If you’re anything like me, you might have spared a moment or two from focusing on the impeachment brouhaha to follow the horrific tragedy involving Amber Guyger, the white woman who shot her African American neighbor, Botham Jean, arguing that she mistook his flat for her own. And if you’re anything like me, you were probably surprised, and perhaps moved, to read about Jean’s brother, Brandt, who after Guyger’s conviction and sentence hugged her and expressed forgiveness.
And if you’ve spent any time online in the last day or two, you’ve seen that everyone whose brother was not murdered recently had Opinions about this.

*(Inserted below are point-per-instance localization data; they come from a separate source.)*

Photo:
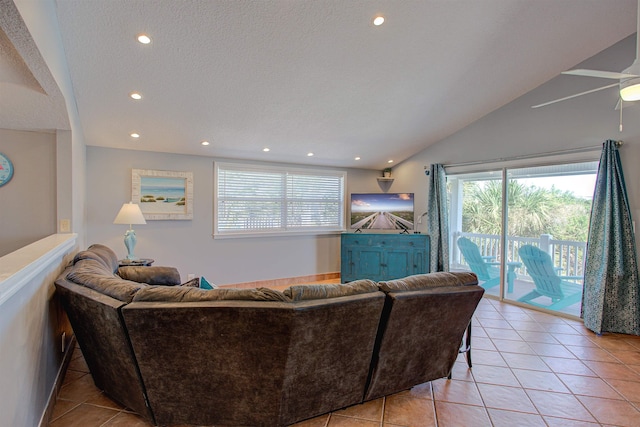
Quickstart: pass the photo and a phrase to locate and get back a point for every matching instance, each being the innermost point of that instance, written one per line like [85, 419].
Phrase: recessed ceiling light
[144, 39]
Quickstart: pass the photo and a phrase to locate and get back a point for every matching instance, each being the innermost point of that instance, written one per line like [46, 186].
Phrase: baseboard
[288, 281]
[57, 385]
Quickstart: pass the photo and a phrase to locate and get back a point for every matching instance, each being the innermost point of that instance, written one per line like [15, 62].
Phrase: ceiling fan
[628, 79]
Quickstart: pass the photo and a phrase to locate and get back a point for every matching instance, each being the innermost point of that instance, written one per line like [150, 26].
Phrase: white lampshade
[630, 90]
[130, 213]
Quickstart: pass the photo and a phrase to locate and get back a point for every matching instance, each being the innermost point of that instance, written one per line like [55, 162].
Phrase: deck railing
[567, 255]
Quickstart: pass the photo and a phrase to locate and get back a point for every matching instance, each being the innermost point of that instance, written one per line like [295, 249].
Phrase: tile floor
[529, 369]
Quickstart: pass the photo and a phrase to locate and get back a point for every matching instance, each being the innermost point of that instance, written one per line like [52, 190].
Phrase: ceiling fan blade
[600, 74]
[575, 95]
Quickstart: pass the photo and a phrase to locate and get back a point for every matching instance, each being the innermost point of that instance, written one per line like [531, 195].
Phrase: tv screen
[382, 211]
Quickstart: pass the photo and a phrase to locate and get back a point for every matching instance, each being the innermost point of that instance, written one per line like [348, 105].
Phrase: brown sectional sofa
[259, 357]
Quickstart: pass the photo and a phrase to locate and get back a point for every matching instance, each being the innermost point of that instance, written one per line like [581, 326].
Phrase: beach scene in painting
[162, 195]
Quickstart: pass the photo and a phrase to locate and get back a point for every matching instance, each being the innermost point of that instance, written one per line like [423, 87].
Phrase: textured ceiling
[303, 76]
[29, 96]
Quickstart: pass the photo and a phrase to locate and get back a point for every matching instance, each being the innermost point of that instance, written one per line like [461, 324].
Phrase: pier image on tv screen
[382, 211]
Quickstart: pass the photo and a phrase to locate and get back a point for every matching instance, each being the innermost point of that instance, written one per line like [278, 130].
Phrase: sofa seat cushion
[191, 294]
[93, 274]
[429, 280]
[154, 275]
[322, 291]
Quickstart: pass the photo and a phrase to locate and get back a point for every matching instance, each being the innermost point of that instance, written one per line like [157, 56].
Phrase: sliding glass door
[543, 229]
[476, 226]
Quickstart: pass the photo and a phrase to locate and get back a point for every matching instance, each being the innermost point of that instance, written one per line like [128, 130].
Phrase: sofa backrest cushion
[95, 275]
[154, 275]
[321, 291]
[430, 280]
[100, 253]
[191, 294]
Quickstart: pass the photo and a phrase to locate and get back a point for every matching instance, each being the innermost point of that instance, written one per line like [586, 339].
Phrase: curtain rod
[529, 156]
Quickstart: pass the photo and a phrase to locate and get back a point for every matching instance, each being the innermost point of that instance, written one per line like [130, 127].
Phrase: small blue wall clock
[6, 169]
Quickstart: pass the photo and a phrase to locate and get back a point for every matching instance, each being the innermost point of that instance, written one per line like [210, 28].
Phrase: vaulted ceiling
[299, 76]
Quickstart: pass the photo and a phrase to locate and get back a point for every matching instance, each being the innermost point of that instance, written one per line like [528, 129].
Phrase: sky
[580, 185]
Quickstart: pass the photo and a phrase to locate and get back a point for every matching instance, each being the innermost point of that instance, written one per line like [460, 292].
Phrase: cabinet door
[420, 263]
[398, 264]
[369, 263]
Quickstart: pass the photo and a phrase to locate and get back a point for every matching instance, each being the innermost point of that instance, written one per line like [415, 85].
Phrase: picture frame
[163, 195]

As NPR explained, it “sparked a debate.”
I’m in a rush to get a little bit more work done, so I’ll keep this short: There has been a lot of chatter from well-meaning, righteous folks, using all the correct Woke argot, about things we’ve already read in op-eds a thousand times: how forgiveness and restorative justice just give white people a reprieve because they reinforce racial hierarchies and excuse structural inequality yada yada yada. This sort of chatter, right here, is what I argue in both Yesterday’s Monsters
and in Progressive Punitivism
has been the ultimate paradigm in American criminal justice policy. It doesn’t matter if you’re a fierce punitive right winger or a fierce punitive progressive social justice crusader–you’ve spent decades marinating in a national animus that tells you that everything that is wrong in the world is criminal justice related and that harsh punishment is the only solution.
It is important to listen to victims. Very. It is important to have all the compassion in the world for victims. And at the same time, first and foremost, our obligation to victims is to help them not be just “victims” as soon as possible. What we are doing with the reification of this punitive perspective is reinforcing the notion that the only appropriate way to deal with social ills is to punish; that to forgive is weak and subservient; and that people should never move on from their own victimization–even if it’s healing TO THEM, even if it helps THEM, even if it is THEIR way of dealing with grief.
Which means that we’re all about listening to victims–but only if they sing the punitive tune we like to hear.
I would humbly suggest to all the self appointed social justice critics of Jean’s big heart that perhaps there isn’t only One Right Way to handle the murder of your sibling, and that perhaps the decent thing to do is to let people grieve and process in whatever way seems appropriate to them.
I would also suggest that critiquing someone’s admittedly uncommon way of handling his grief as if he doesn’t know what he’s doing is as paternalistic as the hierarchies the commentators supposedly condemn.